Ein ganz besonderes Projekt war folgendes: Channel Four strahlte im letzten Herbst “The Family” aus, eine beobachtende Serie über die sechsköpfige Familie Hughes aus Canterbury, die bereit war, sich während rund 4 Monaten die ganzen 24 Stunden des Tages filmen zu lassen. Werbung machte der Sender mit dem Satz “Ein einzigartiger Einblick in die Keimzelle der britischen Gesellschaft, der alle Aspekte und die Höhen und Tiefen des Familienlebens zeigt”. Gearbeitet wurde mit 21 remote control Kameras, die wie Fliegen an der Wand befestigt sind, und 16 Mikrophonen. Realisiert wurde diese Reality Serie vom preisgekrönten Dokumentarfilmer Jonathan Smith.
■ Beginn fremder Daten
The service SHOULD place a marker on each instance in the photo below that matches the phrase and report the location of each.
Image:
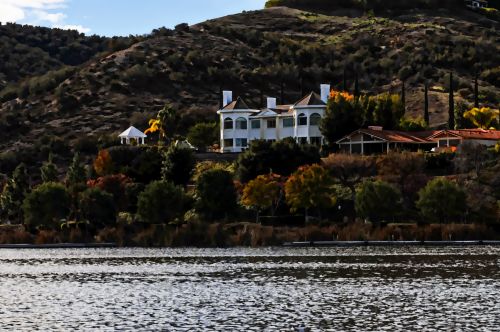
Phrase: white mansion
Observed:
(240, 125)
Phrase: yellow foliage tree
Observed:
(482, 118)
(103, 164)
(155, 125)
(262, 193)
(310, 187)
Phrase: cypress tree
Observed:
(14, 193)
(49, 171)
(451, 107)
(476, 92)
(344, 81)
(282, 91)
(426, 103)
(356, 86)
(76, 172)
(403, 97)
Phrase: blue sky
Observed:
(119, 17)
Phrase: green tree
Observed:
(412, 124)
(441, 200)
(14, 193)
(482, 117)
(97, 206)
(342, 116)
(349, 170)
(76, 172)
(203, 135)
(310, 187)
(281, 157)
(216, 196)
(451, 105)
(263, 193)
(46, 205)
(161, 202)
(49, 171)
(405, 170)
(378, 201)
(178, 165)
(426, 104)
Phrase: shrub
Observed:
(281, 157)
(203, 135)
(441, 200)
(178, 165)
(378, 201)
(310, 187)
(46, 205)
(161, 202)
(216, 194)
(97, 206)
(116, 185)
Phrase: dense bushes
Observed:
(161, 202)
(281, 157)
(46, 205)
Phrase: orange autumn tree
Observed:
(310, 187)
(263, 193)
(103, 164)
(482, 117)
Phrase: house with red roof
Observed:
(374, 140)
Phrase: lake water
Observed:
(268, 289)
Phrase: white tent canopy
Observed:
(132, 133)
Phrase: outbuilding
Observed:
(131, 134)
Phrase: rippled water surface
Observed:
(269, 289)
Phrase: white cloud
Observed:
(10, 13)
(43, 16)
(77, 27)
(38, 12)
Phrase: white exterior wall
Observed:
(277, 133)
(309, 130)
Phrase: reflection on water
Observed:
(269, 289)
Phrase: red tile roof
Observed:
(238, 104)
(480, 134)
(430, 136)
(400, 136)
(312, 99)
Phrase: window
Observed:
(315, 119)
(241, 123)
(302, 140)
(287, 123)
(302, 119)
(228, 123)
(255, 124)
(316, 140)
(241, 142)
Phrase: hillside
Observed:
(254, 54)
(30, 51)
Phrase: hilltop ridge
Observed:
(254, 54)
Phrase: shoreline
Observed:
(298, 244)
(389, 243)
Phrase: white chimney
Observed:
(271, 103)
(325, 92)
(227, 98)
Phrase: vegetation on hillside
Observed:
(277, 52)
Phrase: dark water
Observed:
(270, 289)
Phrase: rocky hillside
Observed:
(255, 54)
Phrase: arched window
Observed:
(302, 119)
(228, 123)
(241, 123)
(315, 119)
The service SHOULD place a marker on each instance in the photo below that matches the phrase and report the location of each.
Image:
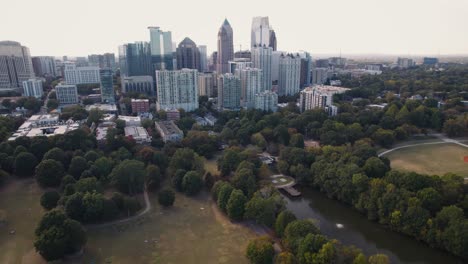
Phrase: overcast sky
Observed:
(82, 27)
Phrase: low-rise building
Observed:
(138, 133)
(169, 131)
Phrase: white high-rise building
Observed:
(260, 34)
(81, 75)
(33, 87)
(266, 101)
(66, 93)
(289, 74)
(229, 92)
(261, 59)
(251, 85)
(177, 89)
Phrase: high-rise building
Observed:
(261, 59)
(138, 84)
(251, 85)
(15, 65)
(81, 75)
(229, 92)
(306, 68)
(207, 84)
(289, 74)
(33, 87)
(177, 89)
(106, 60)
(135, 59)
(266, 101)
(225, 47)
(188, 55)
(203, 58)
(107, 86)
(66, 93)
(161, 49)
(44, 66)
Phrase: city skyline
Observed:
(361, 27)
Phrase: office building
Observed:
(44, 66)
(135, 59)
(266, 101)
(225, 47)
(177, 89)
(188, 55)
(138, 84)
(81, 75)
(261, 59)
(289, 74)
(140, 106)
(161, 49)
(15, 65)
(319, 96)
(106, 60)
(251, 85)
(107, 86)
(203, 58)
(319, 75)
(169, 131)
(66, 93)
(207, 84)
(33, 88)
(229, 92)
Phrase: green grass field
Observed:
(431, 159)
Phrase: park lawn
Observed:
(431, 159)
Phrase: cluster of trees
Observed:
(432, 209)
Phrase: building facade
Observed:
(66, 93)
(33, 88)
(138, 84)
(229, 92)
(262, 59)
(107, 86)
(289, 74)
(225, 47)
(15, 65)
(177, 89)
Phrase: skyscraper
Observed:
(225, 47)
(15, 64)
(107, 86)
(289, 74)
(229, 92)
(188, 55)
(135, 59)
(261, 59)
(177, 89)
(251, 85)
(161, 49)
(203, 58)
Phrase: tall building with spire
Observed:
(225, 47)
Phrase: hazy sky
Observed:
(81, 27)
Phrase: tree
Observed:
(77, 166)
(24, 164)
(57, 236)
(49, 173)
(50, 199)
(166, 197)
(283, 219)
(192, 183)
(235, 205)
(260, 251)
(129, 176)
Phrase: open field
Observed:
(431, 159)
(192, 231)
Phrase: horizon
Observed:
(354, 29)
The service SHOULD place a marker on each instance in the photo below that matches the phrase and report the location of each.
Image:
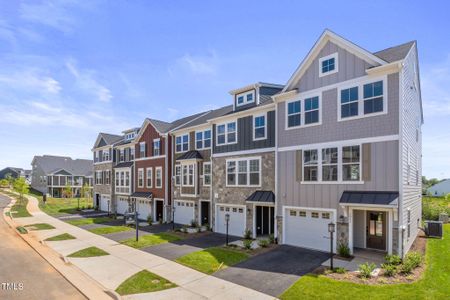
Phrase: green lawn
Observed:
(39, 226)
(61, 237)
(87, 221)
(435, 283)
(150, 240)
(144, 282)
(89, 252)
(213, 259)
(109, 229)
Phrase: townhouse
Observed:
(52, 175)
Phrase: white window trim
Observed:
(226, 133)
(151, 177)
(339, 164)
(336, 64)
(156, 177)
(181, 135)
(302, 111)
(236, 160)
(265, 127)
(244, 94)
(360, 86)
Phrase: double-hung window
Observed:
(260, 127)
(156, 147)
(226, 133)
(182, 143)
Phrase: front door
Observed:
(264, 220)
(205, 212)
(376, 230)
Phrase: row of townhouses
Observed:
(339, 142)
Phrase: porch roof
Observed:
(375, 198)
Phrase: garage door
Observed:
(144, 209)
(104, 202)
(236, 225)
(307, 228)
(184, 212)
(122, 205)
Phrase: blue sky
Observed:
(70, 69)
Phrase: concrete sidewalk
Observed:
(111, 270)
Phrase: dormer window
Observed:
(328, 65)
(245, 98)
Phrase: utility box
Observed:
(433, 228)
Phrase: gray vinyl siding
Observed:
(349, 66)
(245, 135)
(410, 121)
(332, 130)
(384, 177)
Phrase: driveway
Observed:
(176, 249)
(274, 271)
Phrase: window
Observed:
(207, 174)
(373, 97)
(142, 152)
(226, 133)
(329, 164)
(149, 177)
(328, 64)
(243, 172)
(141, 178)
(156, 147)
(182, 143)
(177, 174)
(310, 165)
(245, 98)
(158, 179)
(203, 139)
(259, 127)
(349, 102)
(351, 163)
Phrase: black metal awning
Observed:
(375, 198)
(262, 196)
(142, 195)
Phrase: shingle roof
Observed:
(51, 164)
(395, 53)
(369, 197)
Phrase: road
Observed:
(21, 266)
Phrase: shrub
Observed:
(343, 250)
(389, 269)
(366, 269)
(247, 244)
(263, 243)
(393, 260)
Das Ganze wurde zu einer Serie, welche ohne Stilelemente auskommt, keinen Bohlen und keine Heidi Klum enthält sondern das zeigt, was wir jeden Tag erleben. Ungeschminkt und ohne Super-Nanny. Und erstaunlicherweise hatte dieses Konzept Erfolg.

Ich habe mich dann gefragt, ob die “normale” Familie mittlerweile etwas derart aussergewöhnliches ist, dass sie im Fernsehen gezeigt werden muss. Der Grund liegt aber wahrscheinlich tiefer: Das Bedürfnis, zu sehen, dass es anderen beispielsweise bei der Erziehung ähnlich geht, scheint in der Wahrnehmung stark verwurzelt zu sein. Wie auch immer: Wenn Dieter Bohlens Beleidigungen auf deutschen Sendern künftig durch die Unterhaltung einer “normalen” Familie am Mittagstisch ersetzt würde, wäre dies in jeder Hinsicht eine massive Aufwertung des Programms.